Abstract. By simulating a real computer it is possible to gain a detailed knowledge of the cache memory utilization of an application, e.g., a partial differential equation (PDE) solver. Using this knowledge, we can discover regions with intricate cache memory performance. Furthermore, this information makes it possible to identify performance bottlenecks. In this paper, we employ full system simulation of a shared memory computer to perform a case study of three different PDE solver kernels with respect to cache memory performance. The kernels implement state-of-the-art solution algorithms for complex application problems and the simulations are performed for data sets of realistic size. We discovered interesting properties in the solvers, which can help us to improve their performance in the future.
Introduction
The performance of PDE solvers depends on many computer architecture properties. The ability to efficiently use cache memory is one such property. To analyze cache behavior, hardware counters can be used to gather rudimentary data like cache hit rate. However, such experiments can not identify the reason for a cache miss. By software simulation of a computer, it is possible to derive, e.g., the type of a cache miss and the amount of address and data traffic. A further advantage is that the simulated computer can be a fictitious system.

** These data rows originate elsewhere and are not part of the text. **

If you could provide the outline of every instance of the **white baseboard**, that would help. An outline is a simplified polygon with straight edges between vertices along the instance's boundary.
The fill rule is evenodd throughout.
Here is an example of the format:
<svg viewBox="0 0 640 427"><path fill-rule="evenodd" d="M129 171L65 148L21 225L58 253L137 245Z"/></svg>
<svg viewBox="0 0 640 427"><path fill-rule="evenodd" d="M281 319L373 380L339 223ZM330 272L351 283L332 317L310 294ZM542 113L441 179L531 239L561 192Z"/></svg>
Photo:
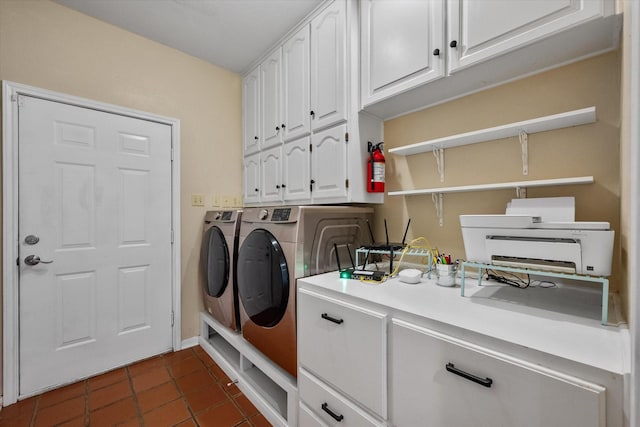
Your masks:
<svg viewBox="0 0 640 427"><path fill-rule="evenodd" d="M195 337L187 338L186 340L182 340L182 344L178 350L184 350L189 347L197 346L199 343L198 341L199 339L200 339L199 336L195 336Z"/></svg>

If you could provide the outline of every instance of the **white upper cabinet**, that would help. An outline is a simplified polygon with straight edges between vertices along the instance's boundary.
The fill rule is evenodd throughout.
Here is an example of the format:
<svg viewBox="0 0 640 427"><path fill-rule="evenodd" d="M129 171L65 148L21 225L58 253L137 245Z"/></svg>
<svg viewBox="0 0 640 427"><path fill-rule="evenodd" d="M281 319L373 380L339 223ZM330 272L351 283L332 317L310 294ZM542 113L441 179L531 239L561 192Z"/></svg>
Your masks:
<svg viewBox="0 0 640 427"><path fill-rule="evenodd" d="M605 16L612 13L606 8L613 8L613 3L600 0L449 0L447 4L450 72Z"/></svg>
<svg viewBox="0 0 640 427"><path fill-rule="evenodd" d="M615 0L361 0L361 107L397 117L615 49Z"/></svg>
<svg viewBox="0 0 640 427"><path fill-rule="evenodd" d="M244 155L260 150L260 67L242 80Z"/></svg>
<svg viewBox="0 0 640 427"><path fill-rule="evenodd" d="M347 120L346 6L336 1L311 21L311 128Z"/></svg>
<svg viewBox="0 0 640 427"><path fill-rule="evenodd" d="M245 203L260 201L260 153L244 158L243 163L243 199Z"/></svg>
<svg viewBox="0 0 640 427"><path fill-rule="evenodd" d="M362 104L444 76L443 0L361 2Z"/></svg>
<svg viewBox="0 0 640 427"><path fill-rule="evenodd" d="M304 26L282 46L284 140L311 132L309 26Z"/></svg>
<svg viewBox="0 0 640 427"><path fill-rule="evenodd" d="M260 153L260 201L278 202L282 199L282 147Z"/></svg>
<svg viewBox="0 0 640 427"><path fill-rule="evenodd" d="M309 200L309 147L311 139L306 136L287 142L282 147L282 196L285 201Z"/></svg>
<svg viewBox="0 0 640 427"><path fill-rule="evenodd" d="M282 51L276 49L260 65L261 149L282 143Z"/></svg>
<svg viewBox="0 0 640 427"><path fill-rule="evenodd" d="M341 125L311 137L311 191L316 201L347 196L346 132Z"/></svg>

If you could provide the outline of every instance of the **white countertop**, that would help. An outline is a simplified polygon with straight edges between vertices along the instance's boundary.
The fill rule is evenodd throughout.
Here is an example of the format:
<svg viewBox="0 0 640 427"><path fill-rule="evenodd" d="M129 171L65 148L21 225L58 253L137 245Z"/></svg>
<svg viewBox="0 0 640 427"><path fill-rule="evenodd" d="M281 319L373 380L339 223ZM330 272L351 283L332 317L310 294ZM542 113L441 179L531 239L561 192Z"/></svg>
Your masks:
<svg viewBox="0 0 640 427"><path fill-rule="evenodd" d="M477 286L467 278L462 297L459 285L438 286L426 275L414 285L397 278L377 284L340 279L337 272L298 279L298 286L305 284L610 372L630 370L628 329L600 324L598 290L517 289L486 281Z"/></svg>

In this paper, we present a case study of the cache memory behavior of three PDE solvers. The solvers are based on modern, efficient algorithms, and the settings and working sets are carefully chosen to represent realistic application problems. The study is based on full-system simulations of a shared memory multiprocessor, where the baseline computer model is set up to correspond to a commercially available system, the SunFire 6800 server. However, using a simulator, the model can easily be modified to resemble alternative design choices.
We perform simulations where both the cache size and the cache line size is varied, as two simulation case studies. Many other parameters can be varied as well, but the chosen parameters show some typical properties of the studied PDE solvers.
We begin this paper with a general discussion of simulation, coupled with a description of our simulation platform (section two). Next, we present the PDE solvers used for the simulations (section three). The fourth section holds the results of the simulations, divided into two case studies. Finally, our conclusions are presented in section five.
Related Work
Early work in full system simulation was performed at Stanford University and resulted in the SimOS simulator [2] . The SimOS was, among others, used to study the memory usage of commericial workloads [3] , data locality on CC-NUMA systems [4] and to characterize and optimize an auto-parallelizing compiler [5] . However, the work on SimOS was discontinued in 1998.
Most recent work in the field is based on the Simics full system simulator [1] . Simics has been used in a large number of publications. These include an examination of the memory system behavior for Java-based middleware [6] and a comparision of memory system behavior in java and non-java commercial workloads [7] .
The work presented above is primarily concerned with hardware. In the papers real applications are simulated with the goal of improving the underlying hardware. Our paper uses the opposite approach, it uses simulation in an effort to improve the software.
Simulation Techniques
There are several ways to analyze algorithms on complex high performance computer systems, e.g., a high-end server. One alternative is to perform measurements on the actual physical machine, either using hardware or software. Another alternative is to develop analytical or statistical models of the system. Finally, there is simulation.
Simulation has several advantages over the other methods. First, the characteristics of the simulated computer can be set almost arbitrary. Second, the simulated machine is observable and controllable at all times. Third, a simulation is deterministic; it is always possible to replicate the results obtained from the simulation. Fourth, a high degree of automation is possible.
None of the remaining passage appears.